State 2014 2020 Ratio
Nevada -0.19 -0.49 2.46
Kentucky -0.22 -0.49 2.21
Oregon -0.24 -0.44 1.85
Utah -0.26 -0.57 2.22
Hawaii -0.33 -0.48 1.45
Arizona -0.35 -0.81 2.32
Florida -0.35 -1.6 4.47
Idaho -0.46 -0.63 1.45
West Virginia -0.49 -0.71 1.45
Connecticut -0.54 -0.78 1.45
Tennessee -0.58 -1 1.74
Nebraska -0.66 -1.1 1.64
Virginia -0.75 -1.3 1.7
North Dakota -1.1 -1.6 1.45
Washington -1.2 -1.9 1.53
Georgia -1.3 -2.1 1.6
New Jersey -1.4 -2 1.45
New York -1.4 -2.3 1.62
Minnesota -1.5 -2.2 1.45
Illinois -1.7 -2.7 1.61
Wisconsin -1.7 -2.5 1.45
Louisiana -2.1 -3 1.45
North Carolina -2.1 -3 1.45
Ohio -2.7 -3.3 1.23
Texas -3.8 -7.9 2.05

Above - Table 3B: Cement deficits by US state in 2014 and 2020.

Over the six year period, US cement imports will have to rise from 4.9Mt to 22.4Mt to meet demand. This is because, while surpluses are expected to grow in as many as 10 states, 33 will see their deficits grow. A further three, California, Colorado and Iowa, will go from being net exporters to net importers and the remaining four states will see reduced surpluses.

  Hawaii Pacific North Pacific South Alaska South Central Big Rivers Atlantic North Atlantic South Puerto Rico
2006 0.4 1.9 6.7 0.13 3.1 5.4 3.8 6.7 0.12
2014 0.34 1.54 0 0.17 1.5 0 0.6 0.4 0.07
2020 0.49 2.95 2.7 0.25 7.7 3.1 3 3.4 0.32
2025 0.53 3.28 4.2 0.27 9.8 5.5 4.2 4.8 0.4
2035 0.61 3.95 6.8 0.31 14.1 10.6 6.2 7.7 0.53

Above - Table 4: Actual and forecast seaborne imports into nine US regions to 2035.

Table 4 shows the cement imports into nine US coastal regions in 2006 and 2014, with forecasts for 2020, 2025 and 2035. Over this period, imports into Hawaii are expected to nearly double and those to Alaska are expected to almost triple. Imports to the Pacific North-west will also more than double and the Pacific South will see a massive recovery in demand, based largely on California.
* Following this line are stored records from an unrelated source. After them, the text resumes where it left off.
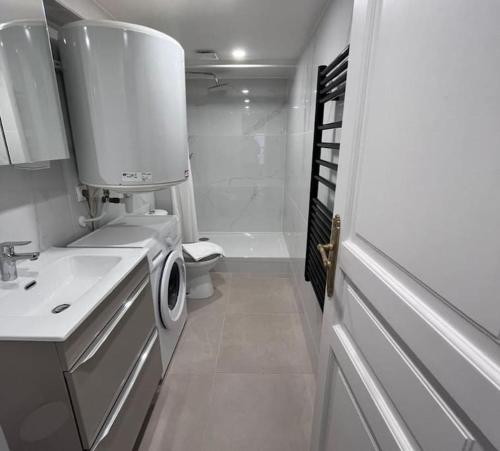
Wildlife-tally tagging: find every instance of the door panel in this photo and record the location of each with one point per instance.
(382, 424)
(431, 420)
(351, 430)
(416, 292)
(437, 213)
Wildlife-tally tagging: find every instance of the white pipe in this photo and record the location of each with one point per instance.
(83, 221)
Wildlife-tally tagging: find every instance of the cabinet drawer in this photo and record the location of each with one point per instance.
(430, 419)
(71, 350)
(98, 376)
(125, 420)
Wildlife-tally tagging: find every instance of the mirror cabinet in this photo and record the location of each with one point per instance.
(30, 108)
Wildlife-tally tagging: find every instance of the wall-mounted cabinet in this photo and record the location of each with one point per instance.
(30, 108)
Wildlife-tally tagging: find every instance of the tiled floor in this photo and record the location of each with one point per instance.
(240, 379)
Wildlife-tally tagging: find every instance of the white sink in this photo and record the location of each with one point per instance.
(54, 294)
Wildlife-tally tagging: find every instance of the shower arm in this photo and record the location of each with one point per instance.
(211, 74)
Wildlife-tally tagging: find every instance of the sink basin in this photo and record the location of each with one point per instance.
(54, 294)
(63, 281)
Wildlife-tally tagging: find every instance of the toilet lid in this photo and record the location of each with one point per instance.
(202, 250)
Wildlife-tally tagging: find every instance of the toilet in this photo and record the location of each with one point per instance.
(200, 258)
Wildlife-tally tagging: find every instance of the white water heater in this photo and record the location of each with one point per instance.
(126, 92)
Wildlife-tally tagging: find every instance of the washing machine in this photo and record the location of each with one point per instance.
(162, 237)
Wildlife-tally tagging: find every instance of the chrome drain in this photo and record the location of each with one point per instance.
(60, 308)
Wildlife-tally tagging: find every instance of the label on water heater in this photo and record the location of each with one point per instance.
(137, 177)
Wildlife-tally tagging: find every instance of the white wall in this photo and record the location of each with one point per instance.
(331, 36)
(86, 9)
(238, 158)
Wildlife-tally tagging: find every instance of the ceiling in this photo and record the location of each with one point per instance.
(273, 32)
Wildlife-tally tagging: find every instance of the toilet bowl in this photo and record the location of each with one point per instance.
(199, 280)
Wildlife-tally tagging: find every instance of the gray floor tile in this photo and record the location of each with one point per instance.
(261, 295)
(180, 415)
(199, 344)
(263, 343)
(260, 412)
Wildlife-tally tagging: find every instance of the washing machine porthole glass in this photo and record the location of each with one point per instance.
(173, 286)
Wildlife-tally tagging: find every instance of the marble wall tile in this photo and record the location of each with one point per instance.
(240, 208)
(238, 154)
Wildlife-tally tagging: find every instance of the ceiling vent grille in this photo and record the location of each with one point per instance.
(207, 54)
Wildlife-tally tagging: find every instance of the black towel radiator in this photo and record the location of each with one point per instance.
(331, 84)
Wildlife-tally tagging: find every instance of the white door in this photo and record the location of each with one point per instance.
(410, 355)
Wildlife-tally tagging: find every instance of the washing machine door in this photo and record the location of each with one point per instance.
(172, 289)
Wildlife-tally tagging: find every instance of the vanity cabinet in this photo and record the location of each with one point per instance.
(92, 391)
(31, 120)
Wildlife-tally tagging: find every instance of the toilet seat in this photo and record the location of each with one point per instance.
(189, 259)
(202, 251)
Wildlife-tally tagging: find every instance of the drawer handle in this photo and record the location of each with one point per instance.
(126, 391)
(111, 326)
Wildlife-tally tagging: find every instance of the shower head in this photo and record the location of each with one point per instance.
(218, 85)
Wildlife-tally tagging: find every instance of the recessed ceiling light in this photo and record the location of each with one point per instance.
(239, 53)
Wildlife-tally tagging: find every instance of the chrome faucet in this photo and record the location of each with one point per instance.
(8, 258)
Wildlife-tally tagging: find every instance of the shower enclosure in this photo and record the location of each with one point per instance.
(237, 140)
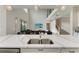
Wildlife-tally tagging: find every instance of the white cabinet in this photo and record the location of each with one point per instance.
(8, 50)
(70, 50)
(49, 50)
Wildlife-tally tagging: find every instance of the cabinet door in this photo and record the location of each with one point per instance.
(4, 50)
(70, 50)
(47, 50)
(26, 50)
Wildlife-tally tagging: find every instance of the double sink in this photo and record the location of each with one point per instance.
(40, 41)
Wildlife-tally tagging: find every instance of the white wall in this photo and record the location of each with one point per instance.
(13, 26)
(2, 20)
(66, 24)
(36, 16)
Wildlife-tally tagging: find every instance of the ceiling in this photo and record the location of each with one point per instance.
(63, 13)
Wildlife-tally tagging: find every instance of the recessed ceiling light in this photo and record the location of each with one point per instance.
(26, 10)
(63, 7)
(9, 8)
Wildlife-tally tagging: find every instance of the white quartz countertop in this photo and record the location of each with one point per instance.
(20, 41)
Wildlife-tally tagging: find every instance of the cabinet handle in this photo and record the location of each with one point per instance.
(71, 51)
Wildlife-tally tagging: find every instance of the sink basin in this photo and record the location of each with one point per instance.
(40, 41)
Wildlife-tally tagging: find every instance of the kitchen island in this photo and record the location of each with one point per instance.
(62, 43)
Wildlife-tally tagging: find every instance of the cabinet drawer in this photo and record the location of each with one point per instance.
(70, 50)
(47, 50)
(24, 50)
(4, 50)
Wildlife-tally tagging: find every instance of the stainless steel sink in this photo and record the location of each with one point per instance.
(40, 41)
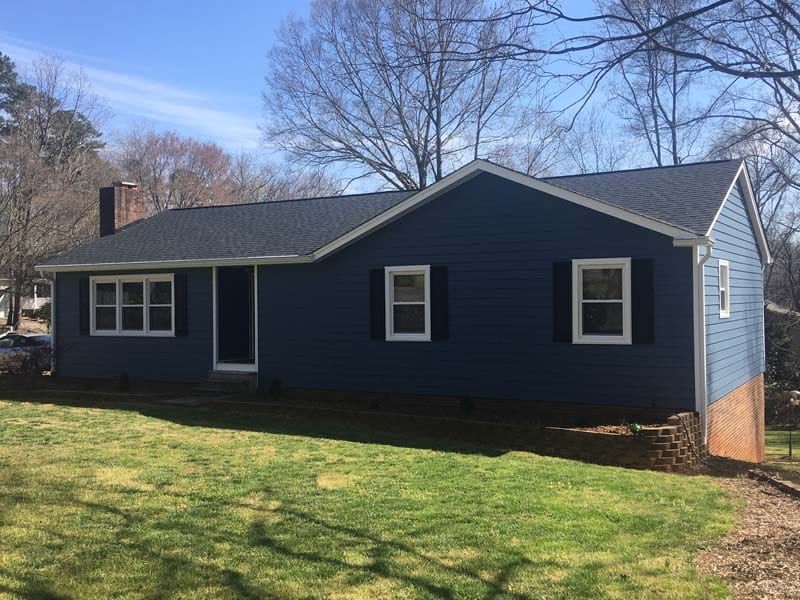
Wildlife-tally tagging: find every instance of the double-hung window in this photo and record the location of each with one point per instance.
(601, 304)
(724, 289)
(133, 305)
(408, 304)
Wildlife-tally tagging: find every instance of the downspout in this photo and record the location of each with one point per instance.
(698, 284)
(52, 320)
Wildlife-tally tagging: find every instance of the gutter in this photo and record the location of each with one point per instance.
(699, 321)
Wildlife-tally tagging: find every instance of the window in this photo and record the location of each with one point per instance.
(408, 314)
(133, 305)
(724, 289)
(601, 306)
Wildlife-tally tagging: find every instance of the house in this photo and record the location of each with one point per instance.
(630, 292)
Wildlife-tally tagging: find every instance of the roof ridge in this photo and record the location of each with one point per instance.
(340, 196)
(691, 164)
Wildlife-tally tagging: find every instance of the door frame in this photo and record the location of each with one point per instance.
(235, 367)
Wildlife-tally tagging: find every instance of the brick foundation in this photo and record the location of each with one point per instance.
(520, 412)
(736, 423)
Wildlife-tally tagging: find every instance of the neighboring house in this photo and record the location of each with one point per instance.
(637, 291)
(35, 297)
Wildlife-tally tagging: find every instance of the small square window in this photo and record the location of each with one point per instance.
(408, 303)
(129, 305)
(601, 301)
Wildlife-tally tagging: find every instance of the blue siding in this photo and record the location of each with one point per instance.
(500, 241)
(176, 358)
(734, 346)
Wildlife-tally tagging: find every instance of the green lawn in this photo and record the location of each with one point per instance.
(777, 443)
(153, 502)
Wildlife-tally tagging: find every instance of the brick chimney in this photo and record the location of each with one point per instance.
(120, 204)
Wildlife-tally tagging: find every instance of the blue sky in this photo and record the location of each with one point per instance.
(195, 67)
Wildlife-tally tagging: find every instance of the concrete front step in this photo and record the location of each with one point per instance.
(226, 383)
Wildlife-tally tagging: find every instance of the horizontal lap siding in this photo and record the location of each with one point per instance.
(162, 358)
(734, 346)
(499, 241)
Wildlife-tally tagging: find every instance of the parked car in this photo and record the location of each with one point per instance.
(34, 347)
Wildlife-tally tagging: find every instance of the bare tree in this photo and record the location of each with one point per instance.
(48, 155)
(363, 85)
(588, 148)
(658, 93)
(252, 180)
(173, 171)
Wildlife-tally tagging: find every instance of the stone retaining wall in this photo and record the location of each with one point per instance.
(674, 446)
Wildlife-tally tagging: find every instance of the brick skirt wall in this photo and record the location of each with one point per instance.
(736, 423)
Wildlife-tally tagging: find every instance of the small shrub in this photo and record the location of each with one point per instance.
(635, 428)
(275, 388)
(42, 313)
(467, 405)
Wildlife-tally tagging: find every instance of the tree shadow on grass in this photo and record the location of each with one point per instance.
(317, 557)
(428, 434)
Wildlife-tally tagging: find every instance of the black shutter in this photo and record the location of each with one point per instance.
(562, 301)
(440, 304)
(181, 310)
(377, 306)
(642, 301)
(83, 305)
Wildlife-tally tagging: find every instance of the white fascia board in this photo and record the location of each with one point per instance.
(752, 211)
(178, 264)
(705, 240)
(481, 166)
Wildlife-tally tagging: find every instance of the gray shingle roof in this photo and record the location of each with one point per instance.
(687, 196)
(283, 228)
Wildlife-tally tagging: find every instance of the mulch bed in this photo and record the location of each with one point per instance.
(618, 429)
(760, 558)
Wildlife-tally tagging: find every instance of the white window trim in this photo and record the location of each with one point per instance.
(724, 311)
(424, 270)
(119, 280)
(578, 265)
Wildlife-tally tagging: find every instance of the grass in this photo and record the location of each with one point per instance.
(125, 501)
(777, 450)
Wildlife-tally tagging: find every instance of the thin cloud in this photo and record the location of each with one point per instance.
(140, 98)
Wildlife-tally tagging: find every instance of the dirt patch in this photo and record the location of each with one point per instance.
(123, 477)
(760, 558)
(334, 481)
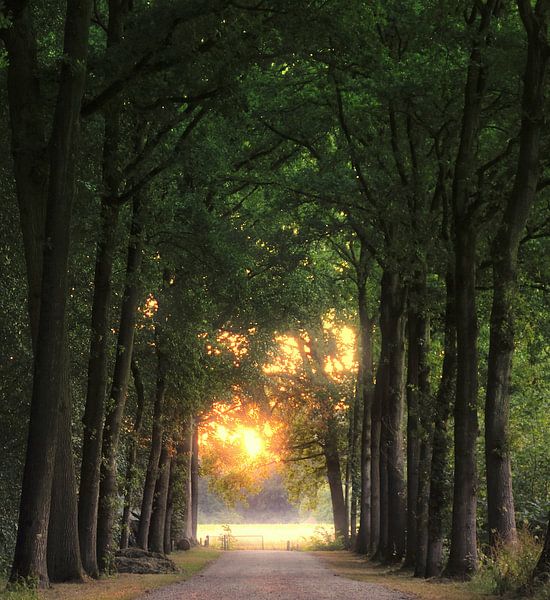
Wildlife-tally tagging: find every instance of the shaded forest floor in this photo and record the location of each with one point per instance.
(123, 586)
(351, 566)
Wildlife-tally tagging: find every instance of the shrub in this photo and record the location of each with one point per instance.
(509, 568)
(323, 539)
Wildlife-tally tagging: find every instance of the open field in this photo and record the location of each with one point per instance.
(274, 536)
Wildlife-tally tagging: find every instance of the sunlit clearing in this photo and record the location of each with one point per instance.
(252, 442)
(151, 306)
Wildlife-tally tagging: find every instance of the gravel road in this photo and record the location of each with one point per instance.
(265, 575)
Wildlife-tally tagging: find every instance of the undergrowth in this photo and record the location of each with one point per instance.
(508, 571)
(323, 539)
The situation is similar in the Big Rivers region, despite this region including Missouri, which will have the largest surplus of cement of any state by 2020. It will presumably continue to be a strong producer further in the future.

The South Central region, which encompasses the voracious cement consumer Texas as well as Colorado, New Mexico, Kansas and Oklahoma, is expected to see imports of 14.1Mt by 2035, almost 10 times the 2014 level. The Atlantic Seaboard will also see imports grow strongly, from 0.6Mt in 2014 to over 6Mt in 2035 in the north, and from 0.4Mt to 7.7Mt in the south.

Global cement trade - Conclusions

The large surplus export capability in China will almost entirely stay there, unused, and the very large global surplus of cement and clinker on the export market probably will mean that less new production capacity is built in markets where cement is needed. More grinding plants and import will be realised.

There will be continued steady growth in global cement and clinker trade, with Africa and the US as the key growing import markets. Clinker trade will grow especially, with many more coastal grinding plants being built than cement import terminals.